Artist

Katie Lee

Genre: Folk ,Political Folk ,Cowboy ,Environmental ,Novelty
Origin: U.S.A
Listen on Coda
Born in Illinois during 1919, Katie Lee relocated with her family to Tucson while still an infant and spent her formative years in Arizona. After an initial period acting on stage and screen in Hollywood, she launched her performing and recording work in traditional folk and cowboy music, training under Burl Ives and Josh White. Following the appearance of her early folk-meets-novelty releases Spicy Songs for Cool Knights in 1956 and Songs of Couch and Consultation in 1957, Lee adopted a more serious stance that grew increasingly indignant and politically engaged once Glen Canyon—located just upstream from the Grand Canyon—faced inundation by the Glen Canyon Dam, constructed from 1956 to 1966 by the U.S. Bureau of Land Reclamation. Her hostility toward the agency, an attitude shared with Desert Solitaire and Monkeywrench Gang author Edward Abbey, surfaced explicitly in “The Wreck-the-Nation Bureau Song” from Colorado River Songs, first issued on cassette during the 1980s and later reissued on CD by her own Katydid Records label in 1998. Lee also wrote three books—Ten Thousand Goddam Cattle: A History of the American Cowboy in Song, Story & Verse, All My Rivers Are Gone, and Sandstone Seduction—examining cowboy traditions and her attachment to the canyon country of the Southwest.
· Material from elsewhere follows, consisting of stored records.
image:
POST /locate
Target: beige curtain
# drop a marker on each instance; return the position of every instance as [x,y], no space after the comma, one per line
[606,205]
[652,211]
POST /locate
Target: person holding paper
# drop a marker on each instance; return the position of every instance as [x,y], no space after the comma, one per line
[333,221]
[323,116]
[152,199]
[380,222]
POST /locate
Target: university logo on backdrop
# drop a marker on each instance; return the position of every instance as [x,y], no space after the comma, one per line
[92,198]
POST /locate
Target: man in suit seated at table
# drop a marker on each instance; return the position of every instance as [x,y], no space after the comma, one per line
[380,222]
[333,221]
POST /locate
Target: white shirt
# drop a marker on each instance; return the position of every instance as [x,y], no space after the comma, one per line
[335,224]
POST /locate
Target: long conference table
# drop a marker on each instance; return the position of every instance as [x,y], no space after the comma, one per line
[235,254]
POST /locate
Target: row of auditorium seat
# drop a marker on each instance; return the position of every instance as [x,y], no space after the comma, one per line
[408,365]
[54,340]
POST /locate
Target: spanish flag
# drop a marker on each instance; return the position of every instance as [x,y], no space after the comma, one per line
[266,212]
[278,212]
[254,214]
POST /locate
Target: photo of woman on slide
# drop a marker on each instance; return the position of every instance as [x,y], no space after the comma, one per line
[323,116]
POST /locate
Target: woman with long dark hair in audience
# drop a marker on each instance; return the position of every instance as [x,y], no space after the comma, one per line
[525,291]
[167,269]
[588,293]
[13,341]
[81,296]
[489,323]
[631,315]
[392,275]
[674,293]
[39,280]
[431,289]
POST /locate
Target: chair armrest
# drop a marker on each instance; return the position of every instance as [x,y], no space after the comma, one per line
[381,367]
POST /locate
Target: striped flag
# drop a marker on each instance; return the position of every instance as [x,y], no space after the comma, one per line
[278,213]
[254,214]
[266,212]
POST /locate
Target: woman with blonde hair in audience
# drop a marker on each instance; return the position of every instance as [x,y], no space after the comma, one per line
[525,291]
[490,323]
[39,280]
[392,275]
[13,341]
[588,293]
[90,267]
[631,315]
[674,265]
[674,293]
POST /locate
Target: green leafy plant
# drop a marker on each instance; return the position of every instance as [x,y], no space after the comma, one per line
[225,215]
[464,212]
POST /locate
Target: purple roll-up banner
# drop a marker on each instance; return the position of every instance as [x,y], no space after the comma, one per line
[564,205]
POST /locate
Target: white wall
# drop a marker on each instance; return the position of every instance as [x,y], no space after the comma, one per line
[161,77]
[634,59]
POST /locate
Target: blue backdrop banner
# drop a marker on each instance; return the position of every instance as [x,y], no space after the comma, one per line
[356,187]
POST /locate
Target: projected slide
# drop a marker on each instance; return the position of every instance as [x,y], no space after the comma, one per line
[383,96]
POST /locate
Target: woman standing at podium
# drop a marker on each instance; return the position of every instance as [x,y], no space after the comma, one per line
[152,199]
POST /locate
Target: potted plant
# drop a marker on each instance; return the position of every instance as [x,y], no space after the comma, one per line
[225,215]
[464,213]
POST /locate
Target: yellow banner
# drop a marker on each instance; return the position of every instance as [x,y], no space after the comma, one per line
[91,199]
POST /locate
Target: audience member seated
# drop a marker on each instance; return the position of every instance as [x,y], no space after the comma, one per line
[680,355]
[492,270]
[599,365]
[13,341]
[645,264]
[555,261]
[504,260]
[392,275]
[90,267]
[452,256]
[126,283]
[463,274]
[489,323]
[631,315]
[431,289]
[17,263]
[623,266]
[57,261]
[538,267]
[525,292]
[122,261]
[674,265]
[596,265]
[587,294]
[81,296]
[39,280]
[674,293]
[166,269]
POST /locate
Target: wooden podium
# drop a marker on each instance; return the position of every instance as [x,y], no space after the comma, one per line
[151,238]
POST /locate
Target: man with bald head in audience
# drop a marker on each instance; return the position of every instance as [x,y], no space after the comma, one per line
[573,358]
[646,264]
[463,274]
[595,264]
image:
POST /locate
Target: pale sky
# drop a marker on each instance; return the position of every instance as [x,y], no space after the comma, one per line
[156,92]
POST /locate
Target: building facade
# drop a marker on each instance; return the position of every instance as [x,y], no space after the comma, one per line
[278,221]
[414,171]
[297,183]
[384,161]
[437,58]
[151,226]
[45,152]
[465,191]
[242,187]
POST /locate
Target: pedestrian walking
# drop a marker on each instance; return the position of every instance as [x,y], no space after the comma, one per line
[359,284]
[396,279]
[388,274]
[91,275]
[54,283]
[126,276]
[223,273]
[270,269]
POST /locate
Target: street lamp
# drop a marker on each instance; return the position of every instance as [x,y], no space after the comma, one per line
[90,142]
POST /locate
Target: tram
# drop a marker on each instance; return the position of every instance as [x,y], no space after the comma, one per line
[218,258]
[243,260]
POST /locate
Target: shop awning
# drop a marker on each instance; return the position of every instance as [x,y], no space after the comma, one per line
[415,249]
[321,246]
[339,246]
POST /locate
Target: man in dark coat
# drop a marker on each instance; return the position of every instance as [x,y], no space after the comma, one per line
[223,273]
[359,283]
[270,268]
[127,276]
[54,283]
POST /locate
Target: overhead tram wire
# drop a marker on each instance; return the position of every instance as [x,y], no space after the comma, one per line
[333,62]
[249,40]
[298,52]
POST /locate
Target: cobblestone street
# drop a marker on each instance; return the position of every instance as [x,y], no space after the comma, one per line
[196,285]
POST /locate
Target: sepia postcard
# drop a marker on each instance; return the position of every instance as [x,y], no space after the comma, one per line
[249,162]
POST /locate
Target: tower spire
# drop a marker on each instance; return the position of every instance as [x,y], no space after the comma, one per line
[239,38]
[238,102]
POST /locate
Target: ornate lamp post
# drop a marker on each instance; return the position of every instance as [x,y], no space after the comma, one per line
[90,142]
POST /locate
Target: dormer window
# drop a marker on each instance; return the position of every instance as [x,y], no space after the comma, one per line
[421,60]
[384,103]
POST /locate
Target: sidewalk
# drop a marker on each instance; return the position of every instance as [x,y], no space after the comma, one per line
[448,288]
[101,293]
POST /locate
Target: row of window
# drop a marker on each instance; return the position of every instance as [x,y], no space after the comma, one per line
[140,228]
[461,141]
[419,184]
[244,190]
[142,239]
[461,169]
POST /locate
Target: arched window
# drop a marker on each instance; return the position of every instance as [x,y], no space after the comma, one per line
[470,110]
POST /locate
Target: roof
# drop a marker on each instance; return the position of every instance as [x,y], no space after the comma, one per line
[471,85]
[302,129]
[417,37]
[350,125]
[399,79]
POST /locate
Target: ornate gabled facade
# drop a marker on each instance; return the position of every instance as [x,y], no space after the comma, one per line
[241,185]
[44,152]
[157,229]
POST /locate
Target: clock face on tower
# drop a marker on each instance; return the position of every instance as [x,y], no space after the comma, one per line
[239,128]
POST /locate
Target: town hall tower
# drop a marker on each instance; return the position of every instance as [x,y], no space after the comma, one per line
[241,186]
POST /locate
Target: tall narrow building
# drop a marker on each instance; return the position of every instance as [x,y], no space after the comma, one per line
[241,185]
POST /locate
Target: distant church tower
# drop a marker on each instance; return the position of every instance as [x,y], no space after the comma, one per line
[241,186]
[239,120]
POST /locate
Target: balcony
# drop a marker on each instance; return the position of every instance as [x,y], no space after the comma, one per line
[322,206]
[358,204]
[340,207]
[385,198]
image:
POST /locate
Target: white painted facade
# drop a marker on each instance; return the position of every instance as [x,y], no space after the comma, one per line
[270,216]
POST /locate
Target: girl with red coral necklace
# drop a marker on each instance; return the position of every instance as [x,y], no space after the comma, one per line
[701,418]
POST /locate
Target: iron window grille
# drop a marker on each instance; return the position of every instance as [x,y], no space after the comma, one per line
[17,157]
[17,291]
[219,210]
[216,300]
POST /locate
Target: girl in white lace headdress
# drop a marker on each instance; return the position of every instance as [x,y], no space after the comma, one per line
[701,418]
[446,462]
Known as “the Grand Dame of Dam Busting,” Katie Lee passed away in November 2017 at her residence in Jerome, Arizona, at the age of 98. Prior to the Colorado River rising behind the 710-foot-high concrete barrier of Glen Canyon Dam, she had guided others and explored the canyon’s sculpted sandstone and side canyons herself, seeking discovery, inspiration, and renewal. Once the structure was finished she never revisited the submerged landscape.